Concentré autour de la figure de Kirk Douglas, le film se distingue de ceux consacrés à l’inévitable figure du patriarche qu’occupe d’habitude John Wayne. Douglas, c’est une forme d’immaturité solaire, qui se traduit par des chansons, un sens de la fête, et des beuveries dans de grands éclats de rire.
De ce fait, le film peut un peu déstabiliser au départ : on semble assez loin de la mythologie coutumière du western, et la gravité noire qui peut l’accompagner, comme chez Mann ou Daves par exemple. La singularité du cinéma d’Hawks s’affirme ici, et on la retrouvera dans la majorité de ses westerns : dessiner des portraits, et les rendre attachants par une insistance marquée sur le charisme, lequel prendra toute son ampleur dans des péripéties d’un parcours presque ludique, dont l’aspect un peu littéraire est renforcé par le recours à la voix off, qu’on avait déjà dans dans Red River. La différence réside principalement dans l’incursion de la comédie, qu’Hawks avait déjà voulu intégrer dans ce précédent western, mais Wayne avait refusé ce mélange des genres. La légende prétend qu’il en aurait formulé le regret en ayant vu le résultat avec Kirk Douglas.
La captive aux yeux clairs est ainsi avant tout un film d’aventure : c’est l’épreuve du halage d’un bateau qui traverse des terres sauvages, la cohabitation plus ou moins pacifiée avec les populations indigènes : plans larges, scènes collectives sur l’effort physique, mise en valeur de la nature. Dans cet espace édénique dont les ressources semblent inépuisables, la présence de l’homme blanc est forcément un problème : la fièvre de la convoitise, la course à l’exploitation en fait un prédateur sur tous les fronts. Par le déséquilibre de sa présence, mais aussi la façon dont il force les indiens à se positionner. Ainsi, dans ce melting pot où de nombreuses langues se mélangent, la vision est loin d’être utopique : seuls les indiens semblent garder leur intégrité, tandis que les nouveaux venus ne cessent de se trahir, employer des chemins de traverse et tenter de tirer leur épingle du jeu. La rivière devient dès lors tortueuse, et ses courbes autant de revirements possibles d’une communauté qui peine à se stabiliser.
A l’échelle des individus, on retrouvera ces atermoiements par l’amitié compromise sur fond de rivalité amoureuse.

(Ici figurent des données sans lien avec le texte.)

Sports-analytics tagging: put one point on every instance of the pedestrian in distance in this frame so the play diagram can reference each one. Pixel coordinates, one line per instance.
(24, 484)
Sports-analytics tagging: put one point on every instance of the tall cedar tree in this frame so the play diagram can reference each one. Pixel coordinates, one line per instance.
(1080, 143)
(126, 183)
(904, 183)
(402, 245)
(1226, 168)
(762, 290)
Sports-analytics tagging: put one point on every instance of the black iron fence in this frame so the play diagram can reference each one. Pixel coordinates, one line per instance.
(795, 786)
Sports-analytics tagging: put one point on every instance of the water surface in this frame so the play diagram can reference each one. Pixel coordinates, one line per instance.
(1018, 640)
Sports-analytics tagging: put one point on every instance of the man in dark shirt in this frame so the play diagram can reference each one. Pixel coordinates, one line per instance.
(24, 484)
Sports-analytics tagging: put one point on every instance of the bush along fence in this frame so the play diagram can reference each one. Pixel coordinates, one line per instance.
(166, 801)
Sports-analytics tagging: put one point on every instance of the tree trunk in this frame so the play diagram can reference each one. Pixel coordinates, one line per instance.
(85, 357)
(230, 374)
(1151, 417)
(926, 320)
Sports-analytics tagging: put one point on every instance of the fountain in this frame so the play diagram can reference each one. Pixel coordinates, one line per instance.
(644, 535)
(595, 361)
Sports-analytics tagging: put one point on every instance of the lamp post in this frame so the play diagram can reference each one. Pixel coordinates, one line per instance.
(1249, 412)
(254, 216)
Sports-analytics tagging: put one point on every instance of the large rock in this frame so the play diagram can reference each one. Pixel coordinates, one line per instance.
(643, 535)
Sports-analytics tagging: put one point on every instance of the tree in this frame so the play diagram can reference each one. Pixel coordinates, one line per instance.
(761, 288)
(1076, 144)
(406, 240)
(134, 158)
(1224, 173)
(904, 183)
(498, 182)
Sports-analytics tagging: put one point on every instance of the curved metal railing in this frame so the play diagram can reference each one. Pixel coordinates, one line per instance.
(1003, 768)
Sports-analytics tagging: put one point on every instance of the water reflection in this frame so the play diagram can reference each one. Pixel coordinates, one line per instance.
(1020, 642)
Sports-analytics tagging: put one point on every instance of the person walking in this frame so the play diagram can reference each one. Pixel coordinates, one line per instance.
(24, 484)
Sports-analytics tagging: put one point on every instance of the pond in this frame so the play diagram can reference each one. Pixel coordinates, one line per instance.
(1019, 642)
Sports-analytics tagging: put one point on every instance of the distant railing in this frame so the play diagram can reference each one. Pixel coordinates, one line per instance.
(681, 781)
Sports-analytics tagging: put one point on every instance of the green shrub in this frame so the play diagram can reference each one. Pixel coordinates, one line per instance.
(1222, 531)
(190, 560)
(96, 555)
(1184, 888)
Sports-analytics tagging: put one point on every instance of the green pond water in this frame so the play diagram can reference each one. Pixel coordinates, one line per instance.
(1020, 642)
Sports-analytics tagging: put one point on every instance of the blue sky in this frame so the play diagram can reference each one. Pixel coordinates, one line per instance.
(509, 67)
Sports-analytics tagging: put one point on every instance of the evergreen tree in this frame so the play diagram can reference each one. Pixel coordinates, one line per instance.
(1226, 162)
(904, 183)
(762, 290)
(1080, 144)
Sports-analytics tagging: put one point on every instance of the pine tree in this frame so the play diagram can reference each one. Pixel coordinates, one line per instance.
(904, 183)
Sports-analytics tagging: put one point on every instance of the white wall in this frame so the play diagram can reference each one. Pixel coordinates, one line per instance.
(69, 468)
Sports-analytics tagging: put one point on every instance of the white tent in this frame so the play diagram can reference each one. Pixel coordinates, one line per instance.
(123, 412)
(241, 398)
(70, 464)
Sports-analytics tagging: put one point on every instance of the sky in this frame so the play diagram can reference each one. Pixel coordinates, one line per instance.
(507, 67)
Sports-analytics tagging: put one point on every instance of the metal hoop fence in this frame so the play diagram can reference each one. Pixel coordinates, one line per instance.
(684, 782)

Le fait que cet amour soit mixte ajoute évidemment à la partition.
La conquête des grands espaces par les trappeurs aura permis à Hawks de poursuivre la trajectoire de Red River : il est désormais temps pour lui d’investir les villes, par la trilogie qui confirmera sa place de choix dans l’histoire du western : Rio Bravo, El Dorado et Rio Lobo.